Vienna, May 27 – “Province” is in the Russian lexicon a word like what Justice Potter Steward once said about pornography in the American one – a term no one can precisely define but which everyone recognizes when he sees it and therefore feels comfortable about using.
Those difficulties of definition have not stopped Russian scholars from attempting to define just what Russians are referring to when they speak of that country’s “provinces.” And now one of them, Irina Shmerlina of the Moscow Institute of Sociology has presented the results of a survey she carried out on just that subject.
Her findings, presented in the third issue for 2007 of the Internet journal, “Sotsial’naya real’nost’,” show that Russians define this word, which refers to a phenomenon that exists only on their mental maps, in a wide variety of ways (http://socreal.fom.ru/?link=ARTICLE&aid=295).
Shmerlina, who also works for the Public Opinion Foundation, suggests that the definitions of “province” Russians gave in the course of her open-ended survey last fall can be grouped in six broad sets, some of which contradict each other but all of which taken together suggest what this emotionally loaded term in fact now means.
The first set of definitions, she says, treated provinces in terms of their relationship to Moscow, with 15 percent of all Russians saying that “all of Russia except Moscow is a province” and a few insisting that the country’s provinces include “everything beyond the borders of the Sadovaya Ring” of the Russian capital.
The second set defines provinces in terms of urban and rural life. For 24 percent, the provinces are places outside of cities, “something between a city and a village.” The respondents divided on whether the provinces were better or worse places to live than the cities.

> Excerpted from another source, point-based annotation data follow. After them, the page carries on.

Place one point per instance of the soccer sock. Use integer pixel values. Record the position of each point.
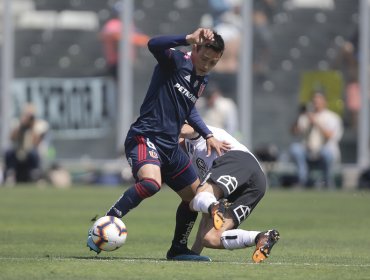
(185, 220)
(238, 238)
(202, 201)
(133, 196)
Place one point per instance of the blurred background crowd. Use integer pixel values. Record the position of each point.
(64, 74)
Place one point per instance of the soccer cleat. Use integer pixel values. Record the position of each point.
(90, 243)
(182, 253)
(264, 243)
(217, 211)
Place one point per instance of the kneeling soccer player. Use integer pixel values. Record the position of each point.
(233, 185)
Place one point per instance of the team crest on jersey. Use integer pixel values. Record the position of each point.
(229, 182)
(201, 89)
(202, 166)
(187, 78)
(242, 212)
(153, 154)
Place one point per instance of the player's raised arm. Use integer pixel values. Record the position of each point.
(161, 46)
(201, 36)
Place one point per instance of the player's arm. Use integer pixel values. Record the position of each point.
(161, 46)
(199, 126)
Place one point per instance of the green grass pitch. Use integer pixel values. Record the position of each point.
(324, 235)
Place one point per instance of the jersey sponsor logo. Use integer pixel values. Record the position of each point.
(229, 182)
(242, 212)
(153, 154)
(185, 92)
(150, 144)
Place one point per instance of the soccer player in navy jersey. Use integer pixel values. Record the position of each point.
(151, 145)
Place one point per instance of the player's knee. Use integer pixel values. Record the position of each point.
(212, 239)
(147, 187)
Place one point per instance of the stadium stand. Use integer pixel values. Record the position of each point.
(304, 39)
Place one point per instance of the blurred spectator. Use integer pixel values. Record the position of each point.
(111, 36)
(347, 63)
(220, 111)
(22, 160)
(321, 130)
(262, 36)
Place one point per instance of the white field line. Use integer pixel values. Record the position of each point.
(87, 259)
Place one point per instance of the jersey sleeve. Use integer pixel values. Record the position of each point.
(161, 46)
(197, 123)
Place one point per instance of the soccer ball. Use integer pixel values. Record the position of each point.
(109, 233)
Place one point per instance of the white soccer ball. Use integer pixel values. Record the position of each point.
(109, 233)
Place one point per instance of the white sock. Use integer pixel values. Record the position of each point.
(238, 238)
(202, 201)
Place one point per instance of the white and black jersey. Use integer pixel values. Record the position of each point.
(197, 150)
(237, 172)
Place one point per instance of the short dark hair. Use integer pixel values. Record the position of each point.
(217, 44)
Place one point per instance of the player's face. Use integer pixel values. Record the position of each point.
(204, 59)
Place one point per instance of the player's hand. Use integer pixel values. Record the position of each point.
(220, 147)
(200, 36)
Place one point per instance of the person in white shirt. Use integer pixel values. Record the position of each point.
(232, 185)
(321, 130)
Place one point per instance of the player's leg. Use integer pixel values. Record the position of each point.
(207, 201)
(231, 238)
(145, 164)
(184, 182)
(143, 157)
(225, 238)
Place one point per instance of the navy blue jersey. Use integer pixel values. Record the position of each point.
(171, 96)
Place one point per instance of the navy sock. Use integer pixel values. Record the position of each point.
(185, 220)
(129, 200)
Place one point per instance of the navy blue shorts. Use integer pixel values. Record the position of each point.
(176, 168)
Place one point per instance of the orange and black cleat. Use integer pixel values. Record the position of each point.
(217, 211)
(264, 243)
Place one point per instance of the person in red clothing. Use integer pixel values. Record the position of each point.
(111, 35)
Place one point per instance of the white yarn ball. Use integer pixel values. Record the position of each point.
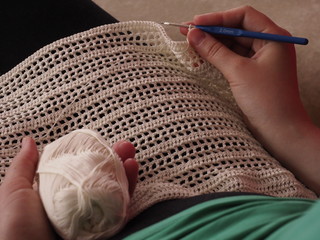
(83, 186)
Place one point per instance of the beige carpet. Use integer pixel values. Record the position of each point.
(301, 18)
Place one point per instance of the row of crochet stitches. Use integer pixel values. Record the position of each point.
(129, 81)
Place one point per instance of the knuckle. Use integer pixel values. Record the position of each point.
(214, 49)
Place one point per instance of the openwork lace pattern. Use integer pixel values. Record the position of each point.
(130, 81)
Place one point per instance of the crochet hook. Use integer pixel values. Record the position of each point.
(235, 32)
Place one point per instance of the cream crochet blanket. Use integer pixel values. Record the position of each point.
(130, 81)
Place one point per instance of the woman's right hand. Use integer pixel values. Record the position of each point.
(263, 78)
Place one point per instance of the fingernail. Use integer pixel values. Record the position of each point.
(196, 36)
(24, 142)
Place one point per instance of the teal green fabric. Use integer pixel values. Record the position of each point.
(240, 217)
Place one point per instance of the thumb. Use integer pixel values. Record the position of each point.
(24, 165)
(212, 50)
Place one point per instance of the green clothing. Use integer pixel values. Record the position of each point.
(240, 217)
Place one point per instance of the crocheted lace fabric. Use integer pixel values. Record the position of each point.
(130, 81)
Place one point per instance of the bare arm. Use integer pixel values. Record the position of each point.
(263, 79)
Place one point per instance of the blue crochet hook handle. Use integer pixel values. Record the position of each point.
(235, 32)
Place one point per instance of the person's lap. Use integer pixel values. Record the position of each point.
(27, 26)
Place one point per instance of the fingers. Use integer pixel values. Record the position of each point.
(23, 166)
(131, 167)
(126, 152)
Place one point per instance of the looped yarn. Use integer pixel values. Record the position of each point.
(83, 186)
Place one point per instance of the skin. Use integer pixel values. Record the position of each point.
(263, 79)
(22, 213)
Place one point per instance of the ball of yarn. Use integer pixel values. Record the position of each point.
(83, 186)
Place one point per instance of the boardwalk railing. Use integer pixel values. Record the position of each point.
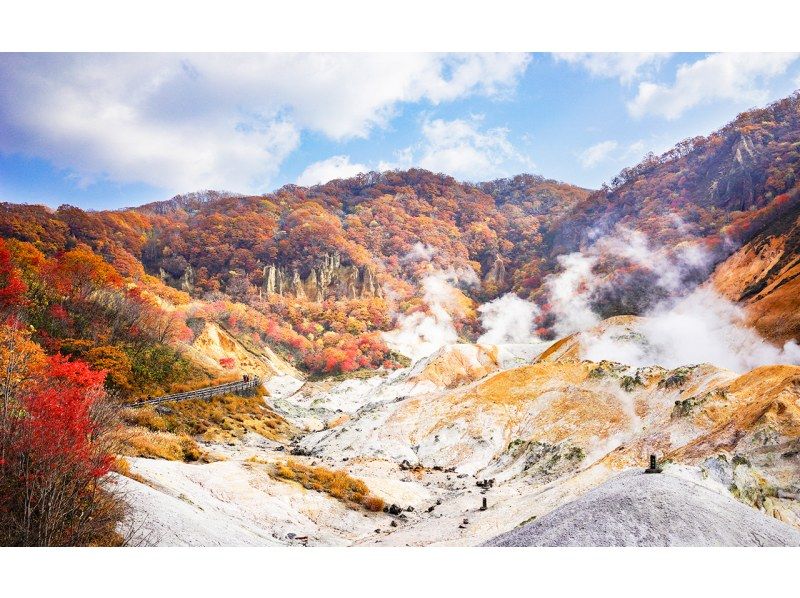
(205, 393)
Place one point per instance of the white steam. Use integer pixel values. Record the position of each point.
(701, 327)
(508, 319)
(420, 334)
(419, 252)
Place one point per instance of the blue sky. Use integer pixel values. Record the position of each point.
(114, 130)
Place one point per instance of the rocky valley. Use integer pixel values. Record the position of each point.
(438, 362)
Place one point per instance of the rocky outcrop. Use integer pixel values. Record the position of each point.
(328, 279)
(497, 272)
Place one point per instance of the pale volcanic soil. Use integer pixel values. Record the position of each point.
(546, 430)
(639, 509)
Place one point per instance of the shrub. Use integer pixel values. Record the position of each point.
(339, 484)
(56, 450)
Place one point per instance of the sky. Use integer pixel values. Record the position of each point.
(105, 131)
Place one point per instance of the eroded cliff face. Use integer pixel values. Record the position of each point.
(764, 277)
(328, 279)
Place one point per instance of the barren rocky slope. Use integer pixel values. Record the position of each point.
(525, 430)
(636, 509)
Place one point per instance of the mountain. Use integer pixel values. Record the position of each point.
(425, 344)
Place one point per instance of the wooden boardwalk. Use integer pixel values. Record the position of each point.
(205, 393)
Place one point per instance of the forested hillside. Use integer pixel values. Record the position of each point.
(317, 273)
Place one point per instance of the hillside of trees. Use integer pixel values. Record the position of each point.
(317, 273)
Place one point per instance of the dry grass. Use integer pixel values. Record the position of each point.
(339, 484)
(171, 435)
(123, 468)
(222, 419)
(141, 442)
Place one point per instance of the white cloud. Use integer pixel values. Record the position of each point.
(597, 153)
(625, 66)
(716, 77)
(335, 167)
(217, 120)
(462, 149)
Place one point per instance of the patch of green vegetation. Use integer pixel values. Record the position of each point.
(629, 383)
(576, 453)
(739, 460)
(515, 444)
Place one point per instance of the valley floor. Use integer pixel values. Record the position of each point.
(427, 439)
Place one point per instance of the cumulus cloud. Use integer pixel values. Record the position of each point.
(716, 77)
(508, 319)
(597, 153)
(335, 167)
(464, 150)
(625, 66)
(217, 120)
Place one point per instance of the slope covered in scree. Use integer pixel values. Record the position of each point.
(636, 509)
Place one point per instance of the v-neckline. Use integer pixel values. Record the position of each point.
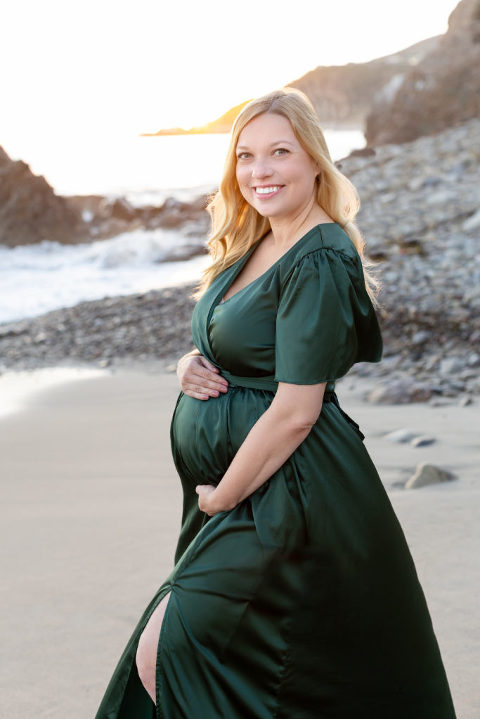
(249, 253)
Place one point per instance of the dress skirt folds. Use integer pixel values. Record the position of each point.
(303, 601)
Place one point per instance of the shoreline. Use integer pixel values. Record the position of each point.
(93, 513)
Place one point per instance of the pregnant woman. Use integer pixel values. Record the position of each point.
(294, 594)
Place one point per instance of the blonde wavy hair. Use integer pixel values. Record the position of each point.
(236, 225)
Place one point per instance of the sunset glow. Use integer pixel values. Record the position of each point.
(126, 68)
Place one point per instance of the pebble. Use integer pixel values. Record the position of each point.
(422, 441)
(427, 474)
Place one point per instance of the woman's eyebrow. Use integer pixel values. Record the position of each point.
(277, 142)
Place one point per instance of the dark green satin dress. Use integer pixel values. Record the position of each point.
(303, 601)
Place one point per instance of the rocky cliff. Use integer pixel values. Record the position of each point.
(30, 211)
(443, 90)
(343, 95)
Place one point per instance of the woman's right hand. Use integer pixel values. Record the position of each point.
(199, 378)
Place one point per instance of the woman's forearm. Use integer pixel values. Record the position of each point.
(267, 446)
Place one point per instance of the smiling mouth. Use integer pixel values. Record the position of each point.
(269, 191)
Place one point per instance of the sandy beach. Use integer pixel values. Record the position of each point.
(92, 508)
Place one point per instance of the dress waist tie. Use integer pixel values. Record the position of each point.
(267, 382)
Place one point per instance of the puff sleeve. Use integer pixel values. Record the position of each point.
(325, 320)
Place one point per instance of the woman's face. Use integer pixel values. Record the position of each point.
(274, 173)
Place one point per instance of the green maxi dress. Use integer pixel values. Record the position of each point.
(303, 601)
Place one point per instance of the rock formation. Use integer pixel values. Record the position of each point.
(30, 211)
(443, 90)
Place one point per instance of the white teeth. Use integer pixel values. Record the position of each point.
(266, 190)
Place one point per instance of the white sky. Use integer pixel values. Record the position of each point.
(136, 66)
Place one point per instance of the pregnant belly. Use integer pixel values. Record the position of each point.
(206, 434)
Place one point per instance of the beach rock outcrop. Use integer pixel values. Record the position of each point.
(30, 211)
(441, 91)
(427, 474)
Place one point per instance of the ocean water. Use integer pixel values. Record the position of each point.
(35, 279)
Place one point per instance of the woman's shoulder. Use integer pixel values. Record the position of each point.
(325, 238)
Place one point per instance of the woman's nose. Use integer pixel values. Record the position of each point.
(261, 169)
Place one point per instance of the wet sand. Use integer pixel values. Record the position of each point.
(91, 513)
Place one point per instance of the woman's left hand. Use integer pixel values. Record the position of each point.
(206, 499)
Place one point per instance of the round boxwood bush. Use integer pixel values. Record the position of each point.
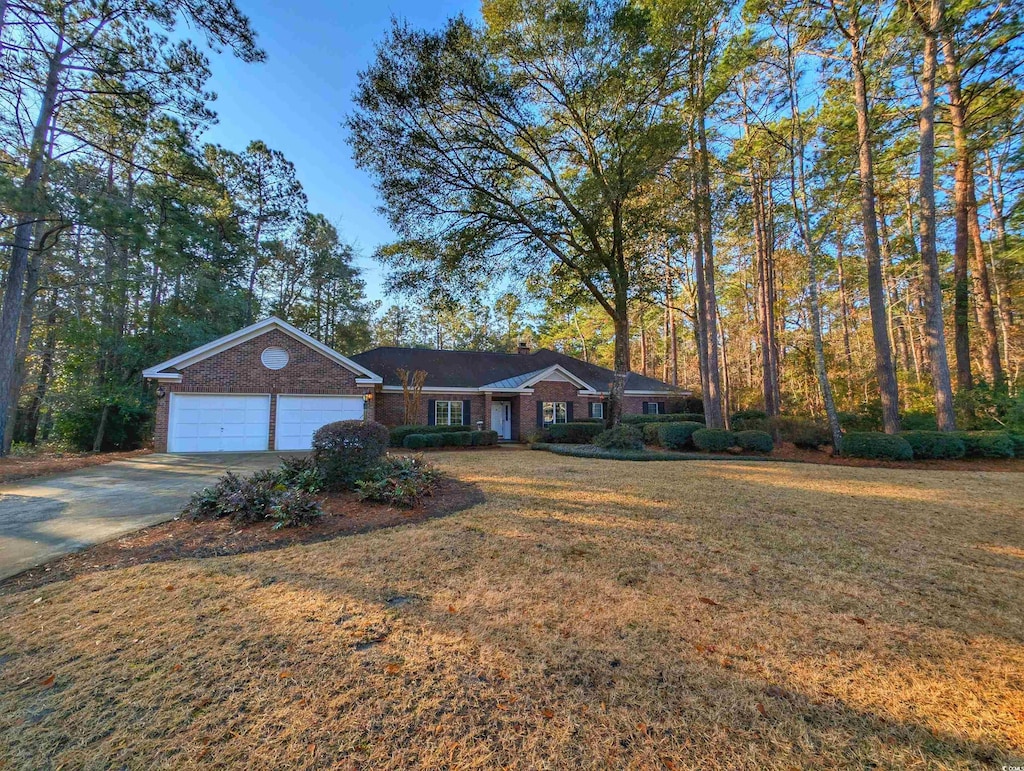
(987, 443)
(346, 451)
(677, 435)
(934, 444)
(750, 420)
(877, 445)
(621, 437)
(755, 441)
(714, 439)
(415, 441)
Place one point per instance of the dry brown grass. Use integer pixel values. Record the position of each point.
(591, 613)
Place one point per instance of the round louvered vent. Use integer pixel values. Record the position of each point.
(273, 357)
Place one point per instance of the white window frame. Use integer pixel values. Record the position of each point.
(554, 413)
(449, 414)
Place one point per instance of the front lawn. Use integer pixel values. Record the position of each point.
(590, 613)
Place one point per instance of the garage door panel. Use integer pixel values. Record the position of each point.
(215, 423)
(299, 417)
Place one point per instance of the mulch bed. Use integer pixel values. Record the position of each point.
(344, 514)
(17, 467)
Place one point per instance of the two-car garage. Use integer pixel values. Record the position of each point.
(266, 387)
(237, 423)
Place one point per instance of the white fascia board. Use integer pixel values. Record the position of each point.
(434, 389)
(248, 333)
(581, 384)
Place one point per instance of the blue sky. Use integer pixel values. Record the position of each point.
(297, 99)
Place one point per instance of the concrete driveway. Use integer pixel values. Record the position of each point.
(49, 516)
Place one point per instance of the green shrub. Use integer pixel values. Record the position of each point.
(639, 420)
(677, 435)
(620, 437)
(934, 444)
(987, 443)
(258, 498)
(455, 438)
(877, 445)
(572, 433)
(415, 441)
(750, 420)
(714, 439)
(398, 481)
(756, 441)
(919, 422)
(300, 473)
(804, 432)
(397, 434)
(345, 451)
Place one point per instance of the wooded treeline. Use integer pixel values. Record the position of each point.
(128, 240)
(811, 207)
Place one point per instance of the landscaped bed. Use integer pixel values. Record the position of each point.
(25, 466)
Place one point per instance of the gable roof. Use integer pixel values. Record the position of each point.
(488, 371)
(170, 370)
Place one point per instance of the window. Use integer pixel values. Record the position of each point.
(555, 412)
(448, 413)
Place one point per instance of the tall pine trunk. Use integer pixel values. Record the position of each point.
(934, 325)
(884, 368)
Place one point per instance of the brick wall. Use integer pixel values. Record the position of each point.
(390, 407)
(239, 370)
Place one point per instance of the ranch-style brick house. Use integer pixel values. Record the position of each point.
(270, 386)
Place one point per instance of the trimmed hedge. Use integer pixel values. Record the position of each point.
(396, 435)
(639, 420)
(934, 444)
(714, 439)
(620, 437)
(345, 452)
(678, 435)
(804, 432)
(571, 433)
(877, 445)
(757, 441)
(451, 439)
(589, 451)
(987, 443)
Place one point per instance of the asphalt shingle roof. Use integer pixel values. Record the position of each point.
(448, 369)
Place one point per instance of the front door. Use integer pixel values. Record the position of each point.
(501, 419)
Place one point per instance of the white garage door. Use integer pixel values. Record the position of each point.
(299, 417)
(218, 423)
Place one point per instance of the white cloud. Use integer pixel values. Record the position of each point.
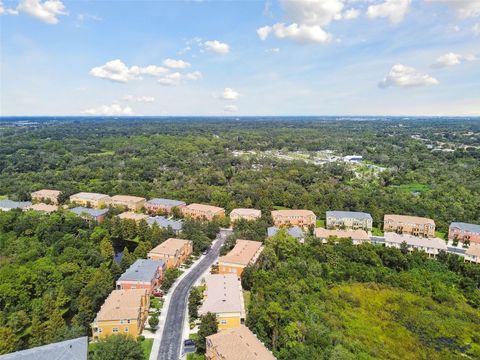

The third defined provinces in terms of the availability of resources. Four percent of the sample said that provinces were places cut off from culture and civilization; five percent said that the provinces were generally poorer, lacked the infrastructure and amenities of life in urban areas and were dependent on the center.
The fourth set of definitions (held by 14 percent) used formal criteria such as the status of a city, oblast, or rayon. The fifth simply involved respondents pointing to particular concrete examples: “Arkhangel’sk is a province,” “all small cities like our Ul’yanovsk are provinces,” and “we in Buryatiya” are provincial.
And the sixty involved what Shmerlina calls “romantic definitions.” Some two percent of the respondents said they viewed the provinces as that part of Russia “where life is peaceful,” “quiet” and where one can live without the pushing and shoving of urban existence.